Risk Profile for a Wheat Buyer wheat

Short-run price changes can drive a business into financial distress even though, in the long run, the business is fundamentally sound. This happens when a firm finds itself with sudden cost increases that it cannot pass on to its customers immediately. A negative cash flow position is created, and the firm may be unable to meet its financial obligations.

For example, wheat crops might be much larger than expected in a particular year because of unusually good growing conditions. At harvest time, wheat prices will be unexpectedly low. By that time, a wheat farmer will have already incurred most of the costs of production. If prices drop too low, revenues from the crop will be insufficient to cover the costs, and financial distress may result.

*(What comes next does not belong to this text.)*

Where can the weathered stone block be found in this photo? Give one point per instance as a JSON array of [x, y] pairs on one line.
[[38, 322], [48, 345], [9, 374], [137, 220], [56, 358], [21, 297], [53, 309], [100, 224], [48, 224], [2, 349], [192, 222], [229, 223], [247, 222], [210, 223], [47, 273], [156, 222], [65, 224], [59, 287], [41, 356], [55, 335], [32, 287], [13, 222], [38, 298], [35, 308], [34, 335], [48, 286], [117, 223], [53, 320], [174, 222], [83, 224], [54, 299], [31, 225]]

Short-run financial risk is often called transactions exposure. This name stems from the fact that short-term financial exposure typically arises because a firm must make transactions in the near future at uncertain prices or rates. With our wheat farmer, for example, the crop must be sold at the end of the harvest, but the wheat price is uncertain. Alternatively, a firm may have a bond issue that will mature next year that it will need to replace, but the interest rate that the firm will have to pay is not known.

As we will see, short-run financial risk can be managed in a variety of ways. The opportunities for short-term hedging have grown tremendously in recent years, and firms in the United States are increasingly hedging away transitory price changes.

transactions exposure

Short-run financial risk arising from the need to buy or sell at uncertain prices or rates in the near future.